The problem of the Church being subject to a canon of scripture that it created (it certainly didn't create the Word) is interesting, but it's not a problem that will go away. The Church and its scriptures grew up together, both being nutured by the same Spirit, and each participated in the formation of the other.
My inclination, as a Lutheran, is to say that it's not ultimately the text that is authoritative. It is the Word which is conveyed by the text. On the surface this seems to raise all kinds of problems about how I can play fast and loose with the text and claim that anything I choose is the Word, but that's only a problem if the Word doesn't really have power and if it doesn't really accomplish that which God intends.
So applying this to the current discussion, the Word of the Lord comes to the Church.

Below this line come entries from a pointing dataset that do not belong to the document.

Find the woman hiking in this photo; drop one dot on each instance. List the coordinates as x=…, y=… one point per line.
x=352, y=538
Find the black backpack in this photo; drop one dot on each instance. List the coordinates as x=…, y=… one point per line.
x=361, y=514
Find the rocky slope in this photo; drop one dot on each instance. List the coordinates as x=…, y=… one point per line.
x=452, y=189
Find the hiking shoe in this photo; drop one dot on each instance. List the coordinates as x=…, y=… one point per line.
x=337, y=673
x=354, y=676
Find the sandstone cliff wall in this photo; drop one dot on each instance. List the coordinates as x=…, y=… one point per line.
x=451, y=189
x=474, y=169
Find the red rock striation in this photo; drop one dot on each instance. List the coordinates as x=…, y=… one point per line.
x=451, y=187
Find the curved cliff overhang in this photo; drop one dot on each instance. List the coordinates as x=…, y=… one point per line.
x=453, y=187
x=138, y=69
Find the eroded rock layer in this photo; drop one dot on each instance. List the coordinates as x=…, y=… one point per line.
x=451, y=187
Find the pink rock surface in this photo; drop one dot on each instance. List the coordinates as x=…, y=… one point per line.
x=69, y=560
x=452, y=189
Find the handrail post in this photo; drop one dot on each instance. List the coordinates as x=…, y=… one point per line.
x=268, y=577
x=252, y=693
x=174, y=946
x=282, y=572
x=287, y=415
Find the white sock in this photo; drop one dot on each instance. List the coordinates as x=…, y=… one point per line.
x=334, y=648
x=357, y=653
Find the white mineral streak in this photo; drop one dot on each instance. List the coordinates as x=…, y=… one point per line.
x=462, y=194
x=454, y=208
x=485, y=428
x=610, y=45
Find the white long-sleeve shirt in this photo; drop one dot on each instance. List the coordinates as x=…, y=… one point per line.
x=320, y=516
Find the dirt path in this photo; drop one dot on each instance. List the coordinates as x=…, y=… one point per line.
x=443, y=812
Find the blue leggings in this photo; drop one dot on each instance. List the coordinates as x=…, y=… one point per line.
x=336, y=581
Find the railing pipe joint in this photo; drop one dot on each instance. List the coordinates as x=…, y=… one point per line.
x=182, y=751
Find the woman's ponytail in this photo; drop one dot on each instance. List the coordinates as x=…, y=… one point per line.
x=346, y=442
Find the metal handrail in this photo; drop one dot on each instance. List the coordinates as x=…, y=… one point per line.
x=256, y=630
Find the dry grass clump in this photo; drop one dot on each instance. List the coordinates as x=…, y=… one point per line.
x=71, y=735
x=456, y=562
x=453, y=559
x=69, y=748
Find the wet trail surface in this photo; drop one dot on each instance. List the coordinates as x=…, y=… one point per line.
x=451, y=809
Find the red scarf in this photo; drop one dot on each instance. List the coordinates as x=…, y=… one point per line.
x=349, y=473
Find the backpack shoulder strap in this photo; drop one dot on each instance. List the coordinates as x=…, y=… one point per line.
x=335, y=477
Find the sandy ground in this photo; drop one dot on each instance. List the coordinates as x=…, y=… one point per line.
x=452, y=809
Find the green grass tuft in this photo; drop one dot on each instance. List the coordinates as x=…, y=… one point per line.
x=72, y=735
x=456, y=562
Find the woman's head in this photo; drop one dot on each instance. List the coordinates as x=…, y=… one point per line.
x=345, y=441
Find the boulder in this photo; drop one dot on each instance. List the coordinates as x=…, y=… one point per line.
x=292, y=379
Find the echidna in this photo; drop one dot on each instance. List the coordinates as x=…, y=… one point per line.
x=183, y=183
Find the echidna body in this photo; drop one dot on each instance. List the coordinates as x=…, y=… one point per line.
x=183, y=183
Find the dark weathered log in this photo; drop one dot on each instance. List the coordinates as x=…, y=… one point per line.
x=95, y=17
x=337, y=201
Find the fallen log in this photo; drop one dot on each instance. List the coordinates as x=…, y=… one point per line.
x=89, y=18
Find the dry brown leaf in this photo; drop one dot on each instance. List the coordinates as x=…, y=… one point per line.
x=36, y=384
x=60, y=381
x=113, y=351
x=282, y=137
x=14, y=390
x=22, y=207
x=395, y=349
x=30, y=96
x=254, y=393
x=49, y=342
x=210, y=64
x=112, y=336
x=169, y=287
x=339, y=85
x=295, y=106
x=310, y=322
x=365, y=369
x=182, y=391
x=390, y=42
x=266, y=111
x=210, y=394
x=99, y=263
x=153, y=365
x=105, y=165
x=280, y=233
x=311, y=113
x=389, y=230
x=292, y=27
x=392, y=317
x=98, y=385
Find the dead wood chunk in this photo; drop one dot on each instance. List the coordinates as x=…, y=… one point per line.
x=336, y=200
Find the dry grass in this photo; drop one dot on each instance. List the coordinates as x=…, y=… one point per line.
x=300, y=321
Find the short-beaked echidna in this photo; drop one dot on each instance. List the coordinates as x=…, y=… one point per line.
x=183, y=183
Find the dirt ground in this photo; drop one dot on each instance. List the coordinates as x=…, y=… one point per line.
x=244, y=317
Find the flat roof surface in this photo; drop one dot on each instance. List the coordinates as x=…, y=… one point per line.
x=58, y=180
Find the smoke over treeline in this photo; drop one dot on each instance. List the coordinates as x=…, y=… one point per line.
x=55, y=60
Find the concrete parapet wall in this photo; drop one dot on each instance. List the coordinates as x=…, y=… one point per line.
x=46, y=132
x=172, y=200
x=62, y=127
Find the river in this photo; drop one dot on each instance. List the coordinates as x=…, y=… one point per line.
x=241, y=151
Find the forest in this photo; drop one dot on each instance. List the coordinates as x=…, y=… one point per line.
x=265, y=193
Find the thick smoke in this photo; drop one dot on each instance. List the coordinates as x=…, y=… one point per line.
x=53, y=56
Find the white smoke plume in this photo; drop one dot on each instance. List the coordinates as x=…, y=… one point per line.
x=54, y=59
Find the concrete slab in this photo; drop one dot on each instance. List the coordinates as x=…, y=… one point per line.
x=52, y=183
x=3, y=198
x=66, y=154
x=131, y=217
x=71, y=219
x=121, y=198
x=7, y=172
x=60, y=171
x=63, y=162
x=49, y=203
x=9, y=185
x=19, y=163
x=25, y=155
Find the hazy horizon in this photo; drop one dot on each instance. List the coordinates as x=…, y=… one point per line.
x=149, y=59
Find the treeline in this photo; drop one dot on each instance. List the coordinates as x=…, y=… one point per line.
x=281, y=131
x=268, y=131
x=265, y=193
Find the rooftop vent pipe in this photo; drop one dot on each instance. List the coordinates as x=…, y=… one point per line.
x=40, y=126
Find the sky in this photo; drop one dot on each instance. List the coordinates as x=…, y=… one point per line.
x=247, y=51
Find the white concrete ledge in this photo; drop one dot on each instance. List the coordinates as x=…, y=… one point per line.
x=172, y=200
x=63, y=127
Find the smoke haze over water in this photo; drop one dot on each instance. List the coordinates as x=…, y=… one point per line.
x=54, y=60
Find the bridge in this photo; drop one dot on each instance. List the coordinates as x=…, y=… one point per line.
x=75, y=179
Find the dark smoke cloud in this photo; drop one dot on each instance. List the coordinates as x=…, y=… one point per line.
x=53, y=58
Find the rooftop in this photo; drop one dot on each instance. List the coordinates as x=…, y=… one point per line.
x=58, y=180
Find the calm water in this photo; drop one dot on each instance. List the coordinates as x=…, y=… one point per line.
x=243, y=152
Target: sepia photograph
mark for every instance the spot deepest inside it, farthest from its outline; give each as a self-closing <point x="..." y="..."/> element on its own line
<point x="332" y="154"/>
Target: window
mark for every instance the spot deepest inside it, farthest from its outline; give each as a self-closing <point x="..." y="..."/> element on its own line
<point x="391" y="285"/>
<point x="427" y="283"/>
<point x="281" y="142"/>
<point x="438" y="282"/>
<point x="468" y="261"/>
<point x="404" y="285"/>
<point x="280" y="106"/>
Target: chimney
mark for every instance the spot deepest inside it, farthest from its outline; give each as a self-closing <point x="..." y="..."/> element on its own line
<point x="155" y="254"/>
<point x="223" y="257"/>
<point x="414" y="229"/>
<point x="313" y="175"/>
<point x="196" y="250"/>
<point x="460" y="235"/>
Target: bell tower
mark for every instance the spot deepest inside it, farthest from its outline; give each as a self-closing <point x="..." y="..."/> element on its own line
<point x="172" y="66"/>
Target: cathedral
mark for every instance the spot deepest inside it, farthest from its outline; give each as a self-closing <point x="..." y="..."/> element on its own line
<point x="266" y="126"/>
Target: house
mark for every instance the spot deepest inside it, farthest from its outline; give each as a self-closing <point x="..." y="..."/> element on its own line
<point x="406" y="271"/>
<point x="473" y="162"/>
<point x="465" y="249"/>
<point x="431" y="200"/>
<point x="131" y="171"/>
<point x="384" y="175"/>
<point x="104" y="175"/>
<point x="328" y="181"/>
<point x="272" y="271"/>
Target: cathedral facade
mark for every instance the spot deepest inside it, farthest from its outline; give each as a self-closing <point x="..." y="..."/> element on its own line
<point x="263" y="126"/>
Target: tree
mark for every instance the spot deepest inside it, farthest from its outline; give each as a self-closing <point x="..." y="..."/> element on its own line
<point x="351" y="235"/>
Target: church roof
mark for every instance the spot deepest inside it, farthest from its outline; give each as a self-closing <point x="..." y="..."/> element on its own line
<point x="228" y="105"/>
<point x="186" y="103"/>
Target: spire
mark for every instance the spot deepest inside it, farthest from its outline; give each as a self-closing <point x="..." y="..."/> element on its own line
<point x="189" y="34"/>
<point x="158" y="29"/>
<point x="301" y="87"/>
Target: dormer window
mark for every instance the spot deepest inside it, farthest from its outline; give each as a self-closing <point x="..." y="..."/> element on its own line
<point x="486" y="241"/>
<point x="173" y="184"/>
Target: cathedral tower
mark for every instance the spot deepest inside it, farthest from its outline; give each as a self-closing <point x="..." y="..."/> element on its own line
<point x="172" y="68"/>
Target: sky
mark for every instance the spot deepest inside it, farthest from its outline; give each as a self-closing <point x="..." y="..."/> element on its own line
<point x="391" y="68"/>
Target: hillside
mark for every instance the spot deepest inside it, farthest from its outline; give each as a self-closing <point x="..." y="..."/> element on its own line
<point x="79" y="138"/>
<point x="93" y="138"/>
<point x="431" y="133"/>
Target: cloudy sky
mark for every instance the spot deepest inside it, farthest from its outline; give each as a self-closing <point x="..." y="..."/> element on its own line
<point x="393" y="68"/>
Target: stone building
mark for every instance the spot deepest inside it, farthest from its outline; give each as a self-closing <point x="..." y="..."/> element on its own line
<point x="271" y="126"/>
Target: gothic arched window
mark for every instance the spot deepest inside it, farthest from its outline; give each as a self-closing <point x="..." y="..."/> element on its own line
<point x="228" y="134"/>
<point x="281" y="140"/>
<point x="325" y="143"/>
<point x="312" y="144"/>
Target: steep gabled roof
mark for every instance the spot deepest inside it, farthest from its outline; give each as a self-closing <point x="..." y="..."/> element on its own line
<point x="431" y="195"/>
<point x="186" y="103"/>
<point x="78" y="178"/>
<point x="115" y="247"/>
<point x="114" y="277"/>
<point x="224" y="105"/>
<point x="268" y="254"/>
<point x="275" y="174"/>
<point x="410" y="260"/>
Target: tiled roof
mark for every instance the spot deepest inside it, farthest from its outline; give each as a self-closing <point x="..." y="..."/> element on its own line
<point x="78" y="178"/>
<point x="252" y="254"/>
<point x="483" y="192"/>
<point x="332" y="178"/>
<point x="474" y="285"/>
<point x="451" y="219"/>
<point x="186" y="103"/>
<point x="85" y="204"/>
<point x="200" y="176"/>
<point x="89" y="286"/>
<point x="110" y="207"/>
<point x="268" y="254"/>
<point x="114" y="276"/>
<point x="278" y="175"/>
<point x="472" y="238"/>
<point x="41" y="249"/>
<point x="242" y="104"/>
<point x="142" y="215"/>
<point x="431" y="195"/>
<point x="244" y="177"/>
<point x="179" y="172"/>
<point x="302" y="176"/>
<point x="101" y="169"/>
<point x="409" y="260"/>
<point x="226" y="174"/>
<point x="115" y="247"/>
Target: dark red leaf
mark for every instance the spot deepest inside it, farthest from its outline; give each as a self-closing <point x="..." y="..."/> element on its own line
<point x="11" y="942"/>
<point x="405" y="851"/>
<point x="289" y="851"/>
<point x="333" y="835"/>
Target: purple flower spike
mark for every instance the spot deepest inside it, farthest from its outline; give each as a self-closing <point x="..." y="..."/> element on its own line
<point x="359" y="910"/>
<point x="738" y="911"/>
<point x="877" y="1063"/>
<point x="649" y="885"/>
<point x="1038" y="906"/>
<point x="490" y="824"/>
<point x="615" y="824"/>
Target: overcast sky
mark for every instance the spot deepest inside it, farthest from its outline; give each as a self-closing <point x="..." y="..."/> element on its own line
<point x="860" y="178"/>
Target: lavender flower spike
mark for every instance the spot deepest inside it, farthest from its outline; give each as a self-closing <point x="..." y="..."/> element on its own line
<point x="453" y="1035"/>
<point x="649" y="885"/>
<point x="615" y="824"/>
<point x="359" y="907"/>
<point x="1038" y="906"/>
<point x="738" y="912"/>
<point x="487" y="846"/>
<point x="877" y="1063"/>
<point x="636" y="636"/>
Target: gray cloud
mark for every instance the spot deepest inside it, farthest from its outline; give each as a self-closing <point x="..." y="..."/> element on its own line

The Church writes books to convey this Word. The Church finds minor discrepancies between the texts they have created and their experience of the Word, so they touch up the texts in accordance with the "rule of faith." It's not a perfect model, but it works for me (notice the similarity between this and the definition of the canon).
The recognition of the myth of the uniform Church, of course, raises some more issues here.
Your explanation makes sense to me, and I do certainly respect your position. I particularly appreciate your comment that "that's only a problem if the Word doesn't really have power and if it doesn't really accomplish that which God intends." I can't hardly disagree with the notion that God can and will communicate through any arbitrary means that strikes His fancy. What it comes down to for me, however, is that the means he has chosen, the canon of scripture, explicitly presents itself as the word of God specially communicated through particular authors. The theory of composition you espouse seems to make a facade of the final form of the text - playing off a multigenerational process as the work of an individual in the tradition of the prophets. I think that 1st century Romans would see this sort of thing as just as decietful as we moderns would. I am basically quoting Witherington's treatment of pseudonymous authorship in The Paul Quest.
Having grown up Conservative Baptist, I have a hard time accepting the idea that we have any access to the (W)ord apart from the (w)ord, especially not one which could so verify our perception of it that we could use it to critique the (w)ord. But then again, I did spend four years in a pentecostal church.
As for Mt 28.19-20, there is no manuscript evidence that would cause me to doubt its originality; the same goes for John's prologue, which flows seamlessly with the style and thematic elements of the rest of his gospel; Jn 7.53-8.11, however, is almost certainly not the work of John, since it is missing from the early manuscripts of each of the major copy centers. Although I think it highly likely that this is a reliable oral tradition, that Jesus may have had a very similar encounter, John did not include it because it was not a part of the theological agenda of his presentation of Jesus. So, as beautiful as the story is, I do think it should be relegated to commentaries [although there is that problem of offending the church by telling someone they have the wrong Bible...]. I think this example is the only one similar to that of Mark's ending.
As I havce read Ehrman, much can be learned from his own faith history (at least, I seem to remember reading this, but my books are packed right now). As I recall, Prof. Ehrman was put off at an early age by a very aggresive, judgemental, form of Christianity. Since then, he has been on a quest to find other "Christianities."
To no one's surprise, as he went looking for diversity in the early church, Ehrman found it. The disturbing aspect of his research for me is the conclusions he then draws. Ehrman concludes that there was a conspiracy to exclude these other "Christianities" and even deny that they ever existed. Ehrman, along with Elaine Pagels and a number of other modern scholars, sees "The Church" as the ultimate conspiracy.
Of course, other logical conclusion could be that, of all the "Christianities" present in the first two centuries AD, the one affirmed at Nicaea and by the broader tradition was more authentic to the witness of the apostles and those who witnessed the life and ministry of Jesus.
Or, even more upsetting to those who want to expunge the word "heresy" from our lexicon is the conclusion that the Holy Spirit guided the processes which led to the formation of the canon and the dominance of what we now call the orthodox tradition of the church.
My understanding is that Ehrman was a conservative evangelical when he began working as a scholar, but he lost his faith through scholarship. I think he hasn't quite overcome the conservative approach to the texts, which ironically leads to the evaluation he has of the history.
That is, I think it is his previous belief in the existence of an inerrant Bible that shook him so much when he learned about the history of the texts. He has basically accepted the scholarly consensus about the development of the Bible without giving up the "inerrant or secular" dichotomy that is often characteristic of conservative evangelicalism.
By the way, Adam, if you happen to wonder back and see this comment, it didn't occur to me at first that I should elaborate. I didn't intend to suggest a mechanism whereby God was communicating "through any arbitrary means that strikes His fancy." When I distinguish between the Word and the word, I do not thereby mean to say that the Word comes to us by arbitrary means and thereby judges the text of the Bible. Rather my intention was to say that the Word comes to us through the word and thereby reveals its meaning to us.
This is, of course, dependent on the Lutheran concept of the Bible as the cradle in which Christ is laid. It is in the word that we meet the Word.